Of course they're not going to acknowledge poor speculative reporting by some blogs/magazines. Plenty have written the counter-piece. Windows 8 has sold over 100M copies despite the decline in PC sales. They don't run the industry, they just sell operating systems and office software. There's little they could do to change the fact that if you already have a PC that you bought in the past 5 years or so, it's just as capable as what's on store shelves now, so people are not running out to replace them for no reason. That, along with the greater time spent on smartphones and tablets, is what's caused PC sales to slow.
plus, i don't think Gartner, IDC etc have included the financial crisis that a lot of countries/people/companies face. In my opinion, a lot of big buyers (governments, enterprises) postponed buying new PCs for a year or two.
Apple desktop and laptop sales also decreased. Are we going to use post hoc ergo propter hoc to prove Windows 8 so good that it caused Apple's sales to tumble as well?
Last quarter, Mac sales decreased by 1%, while the PC market overall shrunk by 11% (including Mac sales). Looking at the last year, Mac sales are up 2.25%.
I'm disappointed to see no mention at all of Windows Phone in the post. This is supposed to be the update that finally unifies Windows 8 and Windows Phone 8, which are currently quite separate from each other.
All I want too know is can you now easily make Metro not the default GUI and can the start button menu now appear easily. ALl without hacks and addons and mods by third parties. If they have done that, I'll bite, that alone stopped a laptop sale for a friend who stuck with windows 7 laptop as not even a salesman could demo/handle it. Tried a few shops as well and all and myself and friend just could not handle it, was messy. Now touch screen laptops, whilst much more compfortable with metro, still only suitable if you use it as a tablet with keyboard
I'm feeling like the Windows 8.1 upgrade, available on the Windows Store, is just a way to force Windows 8 users to finally register for the Windows Store?
Speaking from personal experience only, I've never used the Windows Store, and I don't know anyone who has.
I'd love to see the numbers of Windows 8 installs vs Windows Store accounts.
Does anybody know whether they are going to fix the INT_MIN / -1 bug in the kernel?

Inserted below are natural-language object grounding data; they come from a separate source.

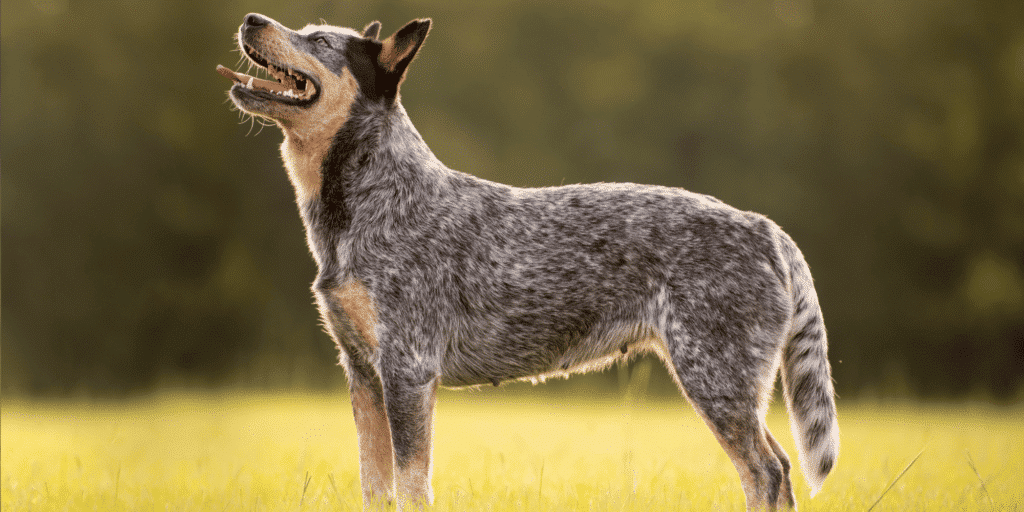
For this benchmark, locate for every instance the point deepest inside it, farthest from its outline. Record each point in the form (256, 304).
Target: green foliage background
(150, 240)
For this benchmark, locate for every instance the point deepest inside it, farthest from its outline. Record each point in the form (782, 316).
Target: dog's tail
(807, 376)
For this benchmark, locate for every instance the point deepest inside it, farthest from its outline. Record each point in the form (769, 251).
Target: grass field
(493, 451)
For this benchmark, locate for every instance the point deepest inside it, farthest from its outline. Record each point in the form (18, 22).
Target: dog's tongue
(251, 82)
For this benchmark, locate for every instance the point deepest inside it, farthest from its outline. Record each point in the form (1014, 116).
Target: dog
(429, 276)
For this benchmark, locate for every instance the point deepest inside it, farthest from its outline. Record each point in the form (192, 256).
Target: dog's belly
(469, 364)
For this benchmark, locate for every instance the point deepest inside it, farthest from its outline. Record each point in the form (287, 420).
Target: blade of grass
(304, 486)
(976, 473)
(900, 475)
(335, 487)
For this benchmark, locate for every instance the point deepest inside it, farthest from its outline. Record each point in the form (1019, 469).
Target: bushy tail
(807, 377)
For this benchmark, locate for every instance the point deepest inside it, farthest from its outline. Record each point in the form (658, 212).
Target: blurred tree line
(150, 240)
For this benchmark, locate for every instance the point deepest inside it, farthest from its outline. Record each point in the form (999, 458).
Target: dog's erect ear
(399, 49)
(372, 31)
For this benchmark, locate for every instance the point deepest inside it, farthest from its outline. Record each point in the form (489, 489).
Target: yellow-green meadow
(492, 452)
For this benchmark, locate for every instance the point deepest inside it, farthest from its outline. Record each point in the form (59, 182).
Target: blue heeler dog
(430, 276)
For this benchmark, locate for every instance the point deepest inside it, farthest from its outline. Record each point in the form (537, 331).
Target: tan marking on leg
(756, 493)
(376, 455)
(413, 480)
(785, 496)
(355, 300)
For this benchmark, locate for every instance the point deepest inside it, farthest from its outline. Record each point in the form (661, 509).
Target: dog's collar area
(288, 85)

This code below (compiled and linked with gdi32) crashes fully patched versions of Windows 7 and 8 (32 bit), I didn't try it with 64bit versions.
I hope they add a feature to change the Start Screen wallpaper. I have to use Decor8 just for that, but it's worth it in my opinion. The Start Screen looks much better when you use the same wallpaper as your desktop, but blur it a bit.
Story seems to be getting flagged and is going down the front page.
Looks like some HN folks with good karma can't stand a Microsoft story that is not super critical and bitching about them. Those stay on the front page for days.
I didn't flag it, but the article is fairly content free. It's just saying they're going to release an update. Well, yes, of course - it's safe to assume Windows developers are still working.
I didn't flag the link or anything (can't even flag if I wanted to, probably not enough 'karma'), but read the article and wondered why it was posted here at all. It pretty much told me nothing except that a Windows 8.1 was coming - doesn't even tell what features to expect.
Are you speculating or do you know it's being flagged? An alternative could be that only people with low karma are voting it up which is what's keeping it from having more staying power.
I think HN uses a weighted Karma system for voting but I don't know for sure. It would make sense to give certain people more weight than others. At least in a primitive way with something like "new user" VS. "trusted user".